對初學者而言,有許多方式可以培養定力和覺知能力,如我以前說過的,即使在一次的呼吸中,你可以數息,從一數到十,試著去數息。當你吸氣時,你在心中默數,最少數到五,最多數到十。你為什麼數息?因為你想要專注於呼吸,一個呼吸接著一個呼吸。如果你沒有數息,第一秒鐘,你知道你在呼吸,而下一秒鐘,你的心跑掉了,打妄想去了。為了不讓心跑掉,不去打妄想,你試著去數息,這對初學者是有用的。過了一段時間,你不需要再數息,不需要標明,只需緊緊跟著呼吸。當你禪修時,你的身體會有感覺,有時你會感到熱,有時感到冷,有時有刺痛的感覺,有時覺得痛。當你的身體的感受變得非常強時,自然你的心會跑到那感覺上,你無法阻止心去那裡。當你的心跑去那裡時,看著它,毗婆舍那禪可以改變所緣境,你只要覺知所緣境,不要去想,這是為何毗婆舍那所培養的定稱為剎那定。剎那定指所緣境改變了,而定力仍在。觀察的目標(所緣境)只持續片刻,你緊緊跟著那個目標,直到它消失,然後你的心又專注在另一個目標上,你的心緊緊跟著所緣境,而這只持續片刻。剎那定並非指:你覺知所緣境只有片刻的時間,你的定力只持續一會兒。它的意思是:你的定力是一剎那接著一剎那,沒有間斷,沒有間斷指心不散亂,此即所謂的剎那定。
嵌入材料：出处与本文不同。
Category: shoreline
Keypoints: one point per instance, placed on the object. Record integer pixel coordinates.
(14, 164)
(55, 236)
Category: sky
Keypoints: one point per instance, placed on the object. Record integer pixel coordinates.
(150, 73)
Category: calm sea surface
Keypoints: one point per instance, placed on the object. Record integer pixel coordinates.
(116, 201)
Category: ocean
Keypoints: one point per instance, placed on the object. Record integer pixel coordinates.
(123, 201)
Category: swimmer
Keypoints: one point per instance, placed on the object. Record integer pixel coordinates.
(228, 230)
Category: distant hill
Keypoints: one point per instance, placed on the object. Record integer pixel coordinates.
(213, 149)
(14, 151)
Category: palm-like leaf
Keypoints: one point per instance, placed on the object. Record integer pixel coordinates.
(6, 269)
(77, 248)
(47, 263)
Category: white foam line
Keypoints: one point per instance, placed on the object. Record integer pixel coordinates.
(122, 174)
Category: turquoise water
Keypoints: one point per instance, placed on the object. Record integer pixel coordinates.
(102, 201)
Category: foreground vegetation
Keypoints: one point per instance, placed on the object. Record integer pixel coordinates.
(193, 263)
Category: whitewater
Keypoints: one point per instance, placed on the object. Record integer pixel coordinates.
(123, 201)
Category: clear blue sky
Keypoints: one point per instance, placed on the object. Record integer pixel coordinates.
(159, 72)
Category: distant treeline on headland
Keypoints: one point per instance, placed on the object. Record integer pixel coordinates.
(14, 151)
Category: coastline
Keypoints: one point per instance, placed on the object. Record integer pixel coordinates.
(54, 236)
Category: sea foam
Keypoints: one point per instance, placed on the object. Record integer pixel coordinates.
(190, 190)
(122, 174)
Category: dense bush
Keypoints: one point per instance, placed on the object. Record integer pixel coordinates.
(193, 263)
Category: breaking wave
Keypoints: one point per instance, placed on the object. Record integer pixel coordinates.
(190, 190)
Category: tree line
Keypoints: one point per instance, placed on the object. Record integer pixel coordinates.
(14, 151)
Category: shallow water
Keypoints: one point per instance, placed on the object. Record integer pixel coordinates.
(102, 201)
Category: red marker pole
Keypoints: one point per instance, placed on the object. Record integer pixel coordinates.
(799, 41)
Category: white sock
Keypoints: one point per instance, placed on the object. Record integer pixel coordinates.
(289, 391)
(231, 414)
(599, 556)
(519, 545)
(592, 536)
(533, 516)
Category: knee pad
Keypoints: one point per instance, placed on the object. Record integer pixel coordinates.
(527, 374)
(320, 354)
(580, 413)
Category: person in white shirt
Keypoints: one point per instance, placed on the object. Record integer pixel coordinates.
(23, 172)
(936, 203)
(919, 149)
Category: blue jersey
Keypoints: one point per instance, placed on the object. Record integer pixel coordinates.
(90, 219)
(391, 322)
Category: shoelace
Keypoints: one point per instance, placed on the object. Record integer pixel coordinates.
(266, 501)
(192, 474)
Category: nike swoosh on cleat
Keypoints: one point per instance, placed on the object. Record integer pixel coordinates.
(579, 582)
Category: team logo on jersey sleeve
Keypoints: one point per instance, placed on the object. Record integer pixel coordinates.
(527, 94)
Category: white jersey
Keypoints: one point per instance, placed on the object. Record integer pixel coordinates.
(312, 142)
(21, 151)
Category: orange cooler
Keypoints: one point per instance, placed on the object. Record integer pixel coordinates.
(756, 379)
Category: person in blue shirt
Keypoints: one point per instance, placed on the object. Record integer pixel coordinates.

當任何強大和明顯的感受生起時,無論它是一種聲音或是疼痛,緊緊跟著它,不要有任何念頭生起。禪修時,凡是正在發生的事物即是你的所緣境,以前發生的或即將發生的事物並非所緣境。有個很好的例子︰在一個多雲的下雨天,一直打雷,如果你出去看天空,偶爾你會看見閃電,它持續幾秒鐘,然後消失。你無法分辨它是什麼形狀,當閃電時,你知道在閃電;當沒有閃電時,你毋須去想它。先準備好禪修,當所緣境出現時,你能夠覺知他們的生滅。不要期待接著會發生什麼事,不要試圖創造經驗,不要想讓你的禪修經驗更好,只要緊緊的跟著所緣境。禪修中最重要的是:緊緊跟著所緣境。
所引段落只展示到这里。